Are there any particular problems with above approach? Are there more secure / flexible / efficient schemes to do the same?

  • $\begingroup$ What bothers me intuitively with this scheme is that the symmetric key may no longer be random as it would be when it was a direct output of a KDF given the afterwards combination with an unauthenticated value. But I can't translate that into a an attack right now nor come up with reasoning why it won't potentially be a problem. $\endgroup$
    – SEJPM
    Commented Jul 24, 2020 at 10:07
  • $\begingroup$ On the other hand, ECIES or RSA-KEM based schemes are not authenticated anyway; if you want authenticated then it is possible to add a signature. I don't see anything that would make it less secure than unauthenticated ECIES - but I might be mistaken in that regard so please use this as attack vector! $\endgroup$
    – Maarten Bodewes
    Commented Jul 24, 2020 at 10:09
  • $\begingroup$ I have the exact same question. In SEC1 this is called "XOR encryption scheme", but the spec requires also using a MAC. Could you avoid this MAC is if you use authenticated encryption with the key being encrypted anyway? $\endgroup$
    – Conrado
    Commented Jul 24, 2020 at 12:08
  • $\begingroup$ I think my scheme is more XOR encryption (of a secret key, so key wrapping) combined with a symmetric cipher. As for the MAC, no indications are given why it is even needed in SEC1. Of course with ECB / CBC there are padding & plaintext oracle attacks to deal with. But remember: any attacker can encrypt any ciphertext with ECIES. So a MAC can certainly not be seen as a way to replace a signature. Once you have a signature, you certainly don't need a MAC anymore if you ask me. $\endgroup$
    – Maarten Bodewes
    Commented Jul 24, 2020 at 12:56
  • $\begingroup$ Heh, if I just see it as key wrapping I can probably prove that it is secure. And in that case I might as well use AES-SIV. Before that I looked at it as some kind of derivation. Funny what you get by just talking about a solution. $\endgroup$
    – Maarten Bodewes
    Commented Jul 24, 2020 at 12:59

2 Answers 2


As written, it makes an additional security assumption on the symmetric cipher; that the attacker can't flip bits in the key (and modify the ciphertext) to gain some advantage. That is likely true for most ciphers we would use in practice, but is nevertheless an additional assumption.
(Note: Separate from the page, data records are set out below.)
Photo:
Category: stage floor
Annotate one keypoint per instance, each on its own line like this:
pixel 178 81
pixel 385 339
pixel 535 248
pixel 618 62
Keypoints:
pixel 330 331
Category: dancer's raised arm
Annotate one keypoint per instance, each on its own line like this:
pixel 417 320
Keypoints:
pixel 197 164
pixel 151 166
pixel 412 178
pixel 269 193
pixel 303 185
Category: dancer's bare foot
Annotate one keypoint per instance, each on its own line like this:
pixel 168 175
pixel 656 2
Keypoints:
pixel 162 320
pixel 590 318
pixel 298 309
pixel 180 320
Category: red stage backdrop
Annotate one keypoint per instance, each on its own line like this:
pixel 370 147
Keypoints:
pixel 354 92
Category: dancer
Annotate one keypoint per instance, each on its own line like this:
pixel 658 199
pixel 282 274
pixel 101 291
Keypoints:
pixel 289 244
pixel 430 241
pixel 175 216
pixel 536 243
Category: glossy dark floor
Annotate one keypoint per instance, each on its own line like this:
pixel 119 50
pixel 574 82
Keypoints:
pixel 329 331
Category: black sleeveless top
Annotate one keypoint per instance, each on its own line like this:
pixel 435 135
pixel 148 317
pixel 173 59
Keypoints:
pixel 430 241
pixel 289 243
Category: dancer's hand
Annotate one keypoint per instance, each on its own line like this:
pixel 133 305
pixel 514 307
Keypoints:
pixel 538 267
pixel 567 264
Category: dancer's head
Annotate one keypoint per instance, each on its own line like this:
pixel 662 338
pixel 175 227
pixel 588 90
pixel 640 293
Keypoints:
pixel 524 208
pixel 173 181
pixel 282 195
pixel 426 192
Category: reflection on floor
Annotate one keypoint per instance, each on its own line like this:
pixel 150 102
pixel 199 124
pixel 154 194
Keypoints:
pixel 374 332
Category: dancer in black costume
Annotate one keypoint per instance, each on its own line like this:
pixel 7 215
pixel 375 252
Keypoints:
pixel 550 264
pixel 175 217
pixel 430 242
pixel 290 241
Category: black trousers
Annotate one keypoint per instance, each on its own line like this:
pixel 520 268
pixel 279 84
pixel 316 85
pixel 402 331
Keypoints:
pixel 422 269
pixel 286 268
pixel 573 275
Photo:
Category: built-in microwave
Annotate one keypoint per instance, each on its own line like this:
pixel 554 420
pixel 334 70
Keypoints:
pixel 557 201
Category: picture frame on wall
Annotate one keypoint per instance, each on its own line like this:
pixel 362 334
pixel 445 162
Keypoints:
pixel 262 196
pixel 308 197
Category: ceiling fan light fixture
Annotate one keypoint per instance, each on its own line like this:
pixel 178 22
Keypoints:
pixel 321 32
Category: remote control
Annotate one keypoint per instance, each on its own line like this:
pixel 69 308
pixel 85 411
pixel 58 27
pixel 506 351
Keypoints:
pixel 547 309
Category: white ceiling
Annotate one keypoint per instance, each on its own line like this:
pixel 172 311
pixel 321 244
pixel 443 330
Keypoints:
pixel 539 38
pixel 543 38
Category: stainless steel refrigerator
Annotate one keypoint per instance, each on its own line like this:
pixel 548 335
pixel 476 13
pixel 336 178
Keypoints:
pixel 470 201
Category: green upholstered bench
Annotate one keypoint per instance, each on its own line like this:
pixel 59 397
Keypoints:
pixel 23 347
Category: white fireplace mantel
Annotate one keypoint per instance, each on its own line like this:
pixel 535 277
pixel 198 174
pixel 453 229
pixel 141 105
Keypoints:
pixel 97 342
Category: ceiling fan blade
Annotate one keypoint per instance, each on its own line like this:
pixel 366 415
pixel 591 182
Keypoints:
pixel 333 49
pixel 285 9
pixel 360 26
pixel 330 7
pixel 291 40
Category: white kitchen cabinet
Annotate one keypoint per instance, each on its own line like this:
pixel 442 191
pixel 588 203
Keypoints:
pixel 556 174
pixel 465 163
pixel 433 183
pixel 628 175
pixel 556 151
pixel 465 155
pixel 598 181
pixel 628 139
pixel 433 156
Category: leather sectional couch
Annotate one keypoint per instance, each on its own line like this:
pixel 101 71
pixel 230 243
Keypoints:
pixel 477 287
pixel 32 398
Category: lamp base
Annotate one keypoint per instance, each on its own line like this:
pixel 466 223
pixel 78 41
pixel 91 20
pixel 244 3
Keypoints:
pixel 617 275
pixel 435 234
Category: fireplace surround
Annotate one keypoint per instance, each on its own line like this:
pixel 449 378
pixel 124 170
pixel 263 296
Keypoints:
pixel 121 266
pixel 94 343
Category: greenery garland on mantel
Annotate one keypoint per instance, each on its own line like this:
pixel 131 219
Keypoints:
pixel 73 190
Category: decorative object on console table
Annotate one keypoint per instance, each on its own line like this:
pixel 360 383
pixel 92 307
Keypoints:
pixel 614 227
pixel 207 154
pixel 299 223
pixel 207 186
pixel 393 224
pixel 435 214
This is not difficult to fix; we don't select a random symmetric key $K_d$, instead, we generate a random value $J$, and set $K_d = \text{Hash}(J)$. Then, in step 4.2, we then instead set $A_i = K_i \oplus J$.


The remark of Conrado showed me that I could look at the XOR as a simple key wrapping operation, which is basically just another encryption. In that case it is clear that the scheme is secure for confidentiality; it just adds another layer of encryption.
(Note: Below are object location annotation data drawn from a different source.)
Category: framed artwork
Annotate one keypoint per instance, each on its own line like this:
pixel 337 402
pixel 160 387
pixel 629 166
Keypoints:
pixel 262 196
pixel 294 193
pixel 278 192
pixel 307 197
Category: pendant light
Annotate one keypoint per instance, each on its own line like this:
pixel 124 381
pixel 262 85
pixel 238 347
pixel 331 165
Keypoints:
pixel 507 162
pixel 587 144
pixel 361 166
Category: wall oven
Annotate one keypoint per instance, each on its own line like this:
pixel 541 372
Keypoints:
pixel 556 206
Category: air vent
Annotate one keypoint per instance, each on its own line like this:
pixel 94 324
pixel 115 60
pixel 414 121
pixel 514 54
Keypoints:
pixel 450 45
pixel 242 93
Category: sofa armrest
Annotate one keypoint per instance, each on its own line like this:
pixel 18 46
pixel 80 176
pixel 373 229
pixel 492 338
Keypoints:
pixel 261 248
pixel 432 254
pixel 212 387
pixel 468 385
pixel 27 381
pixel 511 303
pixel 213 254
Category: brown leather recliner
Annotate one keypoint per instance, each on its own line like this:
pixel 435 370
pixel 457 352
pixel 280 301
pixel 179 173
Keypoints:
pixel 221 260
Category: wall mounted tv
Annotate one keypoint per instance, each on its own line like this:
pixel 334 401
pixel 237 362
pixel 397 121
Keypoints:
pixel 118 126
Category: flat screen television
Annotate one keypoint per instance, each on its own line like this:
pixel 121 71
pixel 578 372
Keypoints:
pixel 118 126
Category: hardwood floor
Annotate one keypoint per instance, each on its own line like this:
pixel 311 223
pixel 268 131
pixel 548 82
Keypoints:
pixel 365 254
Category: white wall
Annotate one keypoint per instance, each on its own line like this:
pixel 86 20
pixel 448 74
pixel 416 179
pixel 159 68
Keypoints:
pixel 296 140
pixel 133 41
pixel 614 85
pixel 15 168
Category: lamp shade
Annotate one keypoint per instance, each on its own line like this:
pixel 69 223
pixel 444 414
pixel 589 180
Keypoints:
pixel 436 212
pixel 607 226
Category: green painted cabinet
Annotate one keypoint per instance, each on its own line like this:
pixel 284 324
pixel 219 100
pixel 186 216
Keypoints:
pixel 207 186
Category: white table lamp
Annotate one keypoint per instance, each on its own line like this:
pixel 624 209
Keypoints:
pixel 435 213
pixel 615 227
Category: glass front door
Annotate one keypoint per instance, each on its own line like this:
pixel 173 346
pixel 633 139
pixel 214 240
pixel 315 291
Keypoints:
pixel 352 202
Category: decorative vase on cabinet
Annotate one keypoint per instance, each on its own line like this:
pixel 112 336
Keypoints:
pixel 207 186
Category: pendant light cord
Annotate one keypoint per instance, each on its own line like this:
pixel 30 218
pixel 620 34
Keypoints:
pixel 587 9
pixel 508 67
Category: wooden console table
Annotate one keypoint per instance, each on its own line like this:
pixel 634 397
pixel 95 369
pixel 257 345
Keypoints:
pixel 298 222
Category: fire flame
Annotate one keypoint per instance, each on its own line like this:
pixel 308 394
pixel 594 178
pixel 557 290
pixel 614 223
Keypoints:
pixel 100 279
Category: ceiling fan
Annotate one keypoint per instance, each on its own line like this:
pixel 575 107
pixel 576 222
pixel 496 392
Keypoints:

Of course, encryption by itself doesn't offer integrity / authenticity. ECIES cannot offer authenticity by itself as any adversary can encrypt with the public key. However, as poncho pointed out, the problems would be exacerbated by using the XOR, as any bit in the encryption key can now be flipped by an attacker. That could e.g. enable related key attacks on the cipher.

For this reason it is probably a good idea to either hash the output of the key so that bit flips will 50% of the output bits on average (poncho's solution). Another way would be to use e.g. AES-SIV instead of XOR to make sure that all the bits of the encrypted key are related. The wrapped key would then be the $A_i$ value.

Finally, if the output of the scheme is all authenticated using a signature then the problem of the bit flipping are also removed. However, that does assume a encrypt-then-sign scheme, which has it's own drawbacks (mainly that the signature can be removed or replaced by another signature).